Let's try to make a boxplot again. This time, we're going to try to plot both sites and seasons all together. 

To do so, we will make a figure with multiple `subplots`. This allows us to make a separate plot for each, with their own titles, data, etc., within a single larger figure. You will save this figure and upload it to Canvas with this Python assignment. 

#### Read through the code. Check that your variable names match the ones in the code.

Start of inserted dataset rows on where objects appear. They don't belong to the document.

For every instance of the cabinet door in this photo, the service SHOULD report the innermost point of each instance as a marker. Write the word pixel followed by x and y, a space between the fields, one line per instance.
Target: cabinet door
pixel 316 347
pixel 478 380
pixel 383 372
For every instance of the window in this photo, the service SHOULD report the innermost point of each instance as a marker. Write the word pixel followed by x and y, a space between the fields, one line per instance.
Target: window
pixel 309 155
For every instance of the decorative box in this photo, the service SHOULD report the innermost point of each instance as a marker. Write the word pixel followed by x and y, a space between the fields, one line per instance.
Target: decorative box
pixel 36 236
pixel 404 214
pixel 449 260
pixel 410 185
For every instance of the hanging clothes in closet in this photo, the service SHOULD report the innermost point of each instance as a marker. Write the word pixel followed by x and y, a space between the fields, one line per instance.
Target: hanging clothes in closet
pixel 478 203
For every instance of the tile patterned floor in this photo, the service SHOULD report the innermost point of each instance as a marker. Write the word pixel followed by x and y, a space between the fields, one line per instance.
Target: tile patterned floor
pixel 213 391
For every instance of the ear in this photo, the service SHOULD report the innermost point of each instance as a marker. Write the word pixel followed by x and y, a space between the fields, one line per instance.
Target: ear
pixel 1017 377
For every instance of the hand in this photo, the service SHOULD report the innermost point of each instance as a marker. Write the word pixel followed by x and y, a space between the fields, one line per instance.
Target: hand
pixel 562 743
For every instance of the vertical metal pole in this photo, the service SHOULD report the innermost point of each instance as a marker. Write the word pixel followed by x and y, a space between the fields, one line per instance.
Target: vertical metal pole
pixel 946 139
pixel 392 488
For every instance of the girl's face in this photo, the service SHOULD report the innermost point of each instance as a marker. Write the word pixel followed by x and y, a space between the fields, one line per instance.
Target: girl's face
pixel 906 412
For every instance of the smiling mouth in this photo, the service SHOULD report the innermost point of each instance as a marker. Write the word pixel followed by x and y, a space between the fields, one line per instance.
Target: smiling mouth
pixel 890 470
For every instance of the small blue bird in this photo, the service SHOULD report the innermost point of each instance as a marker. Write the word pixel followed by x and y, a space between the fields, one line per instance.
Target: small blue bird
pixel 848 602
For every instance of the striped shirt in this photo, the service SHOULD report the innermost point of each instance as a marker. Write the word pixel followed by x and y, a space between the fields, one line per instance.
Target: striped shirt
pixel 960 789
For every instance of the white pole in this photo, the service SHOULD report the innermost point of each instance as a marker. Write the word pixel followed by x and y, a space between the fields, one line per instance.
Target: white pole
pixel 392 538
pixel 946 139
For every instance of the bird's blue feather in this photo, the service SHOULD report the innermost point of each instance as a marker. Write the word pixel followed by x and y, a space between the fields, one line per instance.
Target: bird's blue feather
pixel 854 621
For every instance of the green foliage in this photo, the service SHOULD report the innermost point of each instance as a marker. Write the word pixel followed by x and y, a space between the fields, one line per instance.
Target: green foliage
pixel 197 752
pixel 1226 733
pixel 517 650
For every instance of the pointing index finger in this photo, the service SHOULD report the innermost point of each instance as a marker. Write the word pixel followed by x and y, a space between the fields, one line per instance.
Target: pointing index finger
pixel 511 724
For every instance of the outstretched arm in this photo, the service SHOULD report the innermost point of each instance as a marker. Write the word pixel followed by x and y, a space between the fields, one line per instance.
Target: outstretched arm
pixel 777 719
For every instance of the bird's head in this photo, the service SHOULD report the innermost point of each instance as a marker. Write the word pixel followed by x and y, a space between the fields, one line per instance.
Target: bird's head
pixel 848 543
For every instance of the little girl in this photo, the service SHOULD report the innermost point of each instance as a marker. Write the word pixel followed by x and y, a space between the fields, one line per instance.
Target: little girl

Add a figure name to save it

In [None]:
#make a figure with multiple axes and subplots
#we need four total subplots
#plotting them in a (2,2) or 2x2 grid is best visually
#sharey means that the plots share y-axes, which reduces clutter in the plots
#defining the figure size as (10,10) makes it large enough to see
fig, axs = plt.subplots(2,2, sharey= True, figsize = (10,10))

#Let's plot the Dauphin Island summer salinities first
#puts in location (0,0) 
#this is the upper left corner
axs[0,0].boxplot(DIS_sal) #makes the boxplot
axs[0,0].set(ylabel="Salinity (psu)") #put a label on the common y-axis
axs[0,0].set_title('Dauphin Island Summer') #sets the title
axs[0,0].set_xlabel("")

#Now Dauphin Island winter
#I want this to line up horizontally with the other Dauphin Island Data
#this (0,1) is the upper right corner
axs[0,1].boxplot(DIW_sal) #makes the boxplot
axs[0,1].set_title('Dauphin Island Winter') #sets the title

#Now Perdido Key Summer
#I want this to line up vertically with the other Summer data
#(1,0) is the bottom left corner
axs[1,0].boxplot(PKS_sal) #makes the boxplot
axs[1,0].set(ylabel="Salinity (psu)") #put a label on the common y-axis
axs[1,0].set_title('Perdido Key Summer') #sets the title

#Now Perdido Key Winter
#I want this to line up vertically with the other Winter data
#do this one mostly alone
axs[1,1].boxplot(PKW_sal) #make the boxplot
axs[1,1].set_title(' ') #set the title


#add a file name to the line of code here to save the figure
plt.savefig(" .png")

---

### You're done!! 

Make sure you've saved two copies of your notebook (html and IPYNB) and your boxplot as well.